Criar a primeira geração livre de tabaco: O deputado verde Nicolas Thierry anunciou na terça-feira a apresentação de um projeto de lei transpartidário que visa proibir a venda de tabaco a qualquer pessoa nascida depois de 2014, uma medida apoiada por associações de pacientes e antitabaco.
“O objetivo é muito claro: travar a entrada dos jovens no tabagismo, deixando de lhes oferecer acesso ao produto”, explica à AFP o deputado pelo 2.º círculo eleitoral de Gironda, que quer “travar permanentemente a epidemia do tabagismo”, graças a uma “proibição geracional e progressiva”.
Claramente, a partir de 1 de Janeiro de 2032, seria proibido vender tabaco a qualquer pessoa nascida depois de 1 de Janeiro de 2014, mesmo que fosse adulto, uma medida saudada em particular pela Liga Contra o Cancro e pela Aliança Contra o Tabaco (ACT).
A proibição aplicar-se-ia a todos os produtos do tabaco, incluindo o tabaco aquecido, “o novo cavalo de batalha das empresas tabaqueiras”, regozija-se a ACT.
“Diante da engenhosidade da indústria do tabaco, que tenta minimizar o perigo, só medidas drásticas protegerão as gerações futuras”, argumenta Philippe Bergerot, presidente da Liga Contra o Cancro.
Em França, o tabaco continua a ser a principal causa de mortalidade evitável: mata 75.000 pessoas por ano com um “custo social” global (mortes, doenças, perdas de produção, prevenção, repressão e despesas de cuidados, para o Estado) estimado em 156 mil milhões de euros pelo Observatório Francês da Droga e da Toxicodependência.
Depois de uma descida entre 2014 e 2019, os últimos dados disponíveis “tendem a mostrar uma estabilização recente” da prevalência do tabagismo “desde 2020”, descreve a exposição de motivos.
Desde então, o tabagismo começou a diminuir novamente, de acordo com o último inquérito da Public Health France: uma em cada quatro pessoas com idades compreendidas entre os 18 e os 75 anos fumava tabaco em 2024, em comparação com quase uma em cada três pessoas em 2021, mostraram os primeiros resultados do seu barómetro em meados de Outubro.

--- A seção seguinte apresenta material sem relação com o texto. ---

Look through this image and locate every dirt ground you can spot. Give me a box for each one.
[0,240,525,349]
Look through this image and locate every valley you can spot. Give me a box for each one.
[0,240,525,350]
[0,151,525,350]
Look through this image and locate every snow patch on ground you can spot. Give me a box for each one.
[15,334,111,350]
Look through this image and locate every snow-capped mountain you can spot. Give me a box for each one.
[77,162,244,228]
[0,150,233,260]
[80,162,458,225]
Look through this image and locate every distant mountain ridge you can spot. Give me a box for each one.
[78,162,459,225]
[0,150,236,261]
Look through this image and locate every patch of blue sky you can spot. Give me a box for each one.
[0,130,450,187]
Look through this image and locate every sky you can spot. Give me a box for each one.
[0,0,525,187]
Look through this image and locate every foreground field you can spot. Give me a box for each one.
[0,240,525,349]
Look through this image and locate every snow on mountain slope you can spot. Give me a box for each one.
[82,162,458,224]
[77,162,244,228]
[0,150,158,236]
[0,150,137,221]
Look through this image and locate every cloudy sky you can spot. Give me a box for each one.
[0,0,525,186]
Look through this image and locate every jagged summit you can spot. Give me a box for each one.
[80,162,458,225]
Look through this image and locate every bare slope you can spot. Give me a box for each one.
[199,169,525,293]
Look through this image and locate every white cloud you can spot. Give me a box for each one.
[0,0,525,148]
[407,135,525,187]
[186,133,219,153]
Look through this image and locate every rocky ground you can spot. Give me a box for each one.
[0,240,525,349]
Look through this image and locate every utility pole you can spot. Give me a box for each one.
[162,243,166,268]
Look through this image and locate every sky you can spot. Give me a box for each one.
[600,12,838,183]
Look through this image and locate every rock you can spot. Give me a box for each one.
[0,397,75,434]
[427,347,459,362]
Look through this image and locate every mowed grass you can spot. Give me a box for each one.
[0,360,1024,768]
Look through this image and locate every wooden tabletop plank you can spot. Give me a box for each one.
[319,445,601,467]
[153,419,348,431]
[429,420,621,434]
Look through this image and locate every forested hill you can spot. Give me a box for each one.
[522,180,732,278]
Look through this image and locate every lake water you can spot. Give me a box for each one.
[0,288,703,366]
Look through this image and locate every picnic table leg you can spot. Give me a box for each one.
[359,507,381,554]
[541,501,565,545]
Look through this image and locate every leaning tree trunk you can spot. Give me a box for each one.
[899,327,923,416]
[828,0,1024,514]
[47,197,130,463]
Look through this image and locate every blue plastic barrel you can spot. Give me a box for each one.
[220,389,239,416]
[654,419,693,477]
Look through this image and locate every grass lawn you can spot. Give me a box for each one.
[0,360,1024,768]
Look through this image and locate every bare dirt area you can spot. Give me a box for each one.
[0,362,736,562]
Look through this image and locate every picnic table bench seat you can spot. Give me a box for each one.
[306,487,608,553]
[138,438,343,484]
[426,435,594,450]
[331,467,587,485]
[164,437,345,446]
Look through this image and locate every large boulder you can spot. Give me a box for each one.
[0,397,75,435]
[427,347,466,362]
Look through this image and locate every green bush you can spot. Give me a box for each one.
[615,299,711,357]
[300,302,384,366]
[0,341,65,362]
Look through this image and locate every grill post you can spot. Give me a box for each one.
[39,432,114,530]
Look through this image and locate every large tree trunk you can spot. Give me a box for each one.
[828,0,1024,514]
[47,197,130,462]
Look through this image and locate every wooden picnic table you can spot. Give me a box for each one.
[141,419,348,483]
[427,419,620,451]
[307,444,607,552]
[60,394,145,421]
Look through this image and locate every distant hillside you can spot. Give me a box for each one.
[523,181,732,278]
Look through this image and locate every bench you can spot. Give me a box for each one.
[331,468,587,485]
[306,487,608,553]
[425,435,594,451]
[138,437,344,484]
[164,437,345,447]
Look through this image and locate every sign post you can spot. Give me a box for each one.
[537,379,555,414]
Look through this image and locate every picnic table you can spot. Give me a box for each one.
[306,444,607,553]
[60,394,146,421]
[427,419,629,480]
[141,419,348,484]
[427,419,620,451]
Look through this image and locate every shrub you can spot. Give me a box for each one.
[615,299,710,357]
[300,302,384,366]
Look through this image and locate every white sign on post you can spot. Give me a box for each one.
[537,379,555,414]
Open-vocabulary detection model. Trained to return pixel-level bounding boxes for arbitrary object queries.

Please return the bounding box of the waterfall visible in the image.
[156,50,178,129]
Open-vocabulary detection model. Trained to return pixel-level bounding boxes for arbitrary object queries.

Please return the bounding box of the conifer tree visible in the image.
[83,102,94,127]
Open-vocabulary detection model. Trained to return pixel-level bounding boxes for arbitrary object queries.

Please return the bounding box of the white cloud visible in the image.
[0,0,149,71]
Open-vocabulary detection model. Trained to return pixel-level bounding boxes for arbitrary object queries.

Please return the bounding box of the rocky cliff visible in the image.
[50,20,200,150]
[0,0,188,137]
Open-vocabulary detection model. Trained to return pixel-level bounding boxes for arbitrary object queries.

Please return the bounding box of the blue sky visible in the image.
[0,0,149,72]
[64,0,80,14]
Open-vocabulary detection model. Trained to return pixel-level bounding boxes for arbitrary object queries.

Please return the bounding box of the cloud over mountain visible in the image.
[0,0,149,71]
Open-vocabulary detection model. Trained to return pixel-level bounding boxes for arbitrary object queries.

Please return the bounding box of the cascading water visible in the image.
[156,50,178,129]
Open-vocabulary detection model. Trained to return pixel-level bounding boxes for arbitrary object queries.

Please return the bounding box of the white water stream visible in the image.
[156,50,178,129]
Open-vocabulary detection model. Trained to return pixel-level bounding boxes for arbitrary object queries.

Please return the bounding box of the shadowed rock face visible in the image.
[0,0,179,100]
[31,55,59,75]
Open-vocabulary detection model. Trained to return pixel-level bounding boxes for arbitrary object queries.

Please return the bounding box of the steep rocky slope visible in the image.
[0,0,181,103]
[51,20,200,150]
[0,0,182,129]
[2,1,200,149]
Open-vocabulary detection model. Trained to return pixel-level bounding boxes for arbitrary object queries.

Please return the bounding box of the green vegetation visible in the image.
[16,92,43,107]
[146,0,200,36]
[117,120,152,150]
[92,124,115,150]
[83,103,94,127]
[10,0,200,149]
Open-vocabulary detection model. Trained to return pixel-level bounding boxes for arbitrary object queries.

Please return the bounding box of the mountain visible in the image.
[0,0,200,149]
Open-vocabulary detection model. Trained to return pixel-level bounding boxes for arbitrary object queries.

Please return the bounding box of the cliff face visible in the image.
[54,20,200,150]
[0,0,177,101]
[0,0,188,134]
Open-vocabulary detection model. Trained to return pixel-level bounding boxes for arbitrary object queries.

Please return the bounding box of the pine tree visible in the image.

Se “as políticas antitabagismo funcionam bastante bem: espaços livres de tabaco, embalagens neutras, aumentos de preços (…) imaginar que a luta está ganha é ilusório”, aponta o deputado.
– “Flagelo da saúde” –
Este projeto de lei também cumpre o objetivo de alcançar a primeira geração livre de tabaco até 2032, ou seja, atingir menos de 5% de prevalência do tabagismo na idade adulta para as gerações nascidas a partir de 2014.
“Diversas vezes, o poder público afirmou tal objetivo – o ministro da Saúde em 2014 ou o Presidente da República em 2021 – e o horizonte 2032 surge agora no último Programa Nacional de Controlo do Tabaco (2023-2027)”, recorda o texto.

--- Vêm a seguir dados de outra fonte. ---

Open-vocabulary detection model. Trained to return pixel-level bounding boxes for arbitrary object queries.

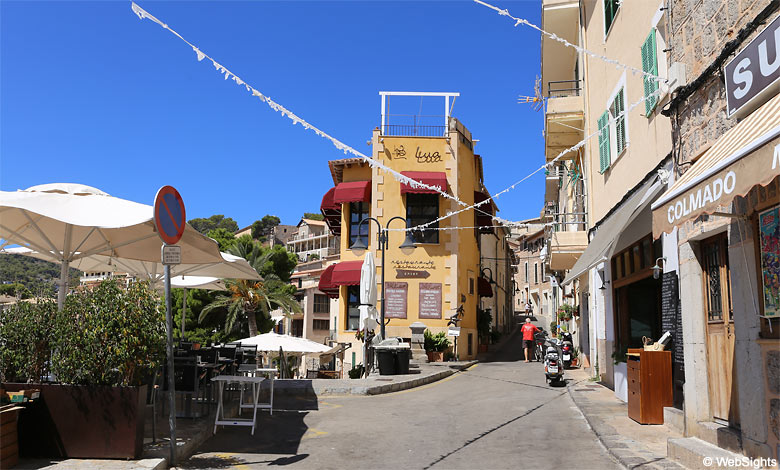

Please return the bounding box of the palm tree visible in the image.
[198,237,302,336]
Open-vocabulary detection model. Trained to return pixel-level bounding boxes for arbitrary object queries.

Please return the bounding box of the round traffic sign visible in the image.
[154,186,187,245]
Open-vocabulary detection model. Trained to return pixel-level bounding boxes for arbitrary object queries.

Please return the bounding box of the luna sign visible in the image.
[723,17,780,116]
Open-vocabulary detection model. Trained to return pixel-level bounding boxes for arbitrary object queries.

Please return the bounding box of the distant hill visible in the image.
[0,254,81,295]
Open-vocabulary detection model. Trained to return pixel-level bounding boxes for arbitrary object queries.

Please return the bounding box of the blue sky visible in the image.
[0,0,544,226]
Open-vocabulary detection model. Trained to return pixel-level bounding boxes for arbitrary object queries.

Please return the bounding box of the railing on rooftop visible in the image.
[547,80,582,98]
[382,114,448,137]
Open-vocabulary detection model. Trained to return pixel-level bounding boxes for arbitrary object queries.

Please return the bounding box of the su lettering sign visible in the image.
[723,17,780,116]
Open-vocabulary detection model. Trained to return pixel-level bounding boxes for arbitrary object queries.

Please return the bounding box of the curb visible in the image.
[365,360,479,395]
[566,379,633,470]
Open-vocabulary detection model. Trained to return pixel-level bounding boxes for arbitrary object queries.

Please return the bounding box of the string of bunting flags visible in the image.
[474,0,667,82]
[131,0,663,231]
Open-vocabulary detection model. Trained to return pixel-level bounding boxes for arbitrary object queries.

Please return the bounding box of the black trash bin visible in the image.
[375,348,395,375]
[396,348,412,374]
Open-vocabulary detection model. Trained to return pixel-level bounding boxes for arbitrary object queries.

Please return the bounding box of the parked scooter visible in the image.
[534,330,547,362]
[544,338,564,385]
[561,332,574,369]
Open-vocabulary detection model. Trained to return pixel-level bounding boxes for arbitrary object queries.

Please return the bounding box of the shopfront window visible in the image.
[406,193,439,243]
[349,202,370,246]
[347,286,360,331]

Este plano francês antitabagismo faz parte do objetivo estabelecido pela União Europeia para alcançar uma geração livre de tabaco, com menos de 5% da população da UE consumindo produtos de tabaco até 2040.
De momento, este projeto de lei transpartidário é apoiado por cerca de vinte deputados de sete grupos diferentes, desde o LFI até ao Horizontes, explica Nicolas Thierry.

O deputado espera ainda que o governo apoie a sua proposta, que poderá ser incluída na ordem do dia no próximo período em que a Assembleia debater projetos de lei transpartidários.
Antecipando as críticas dos defensores do tabaco, que poderiam argumentar que esta medida corre o risco de explodir os mercados paralelos ou de eliminar as tabacarias, Nicolas Thierry destaca que a progressividade da medida irá “diminuir a procura muito lentamente, sem um efeito gangorra”.
“Devemos também assumir que, em qualquer caso, não é aceitável perpetuar um modelo económico baseado apenas num flagelo sanitário”, afirma, apontando também o seu impacto ecológico e social, com o cultivo do tabaco a contribuir para “cerca de 5% da desflorestação global”, enquanto mais de 1,3 milhões de crianças ainda trabalham nas plantações de tabaco em todo o mundo.
Uma iniciativa semelhante foi lançada no Reino Unido, onde está em discussão no Parlamento uma proibição total e permanente da venda de cigarros a pessoas nascidas depois de 2009.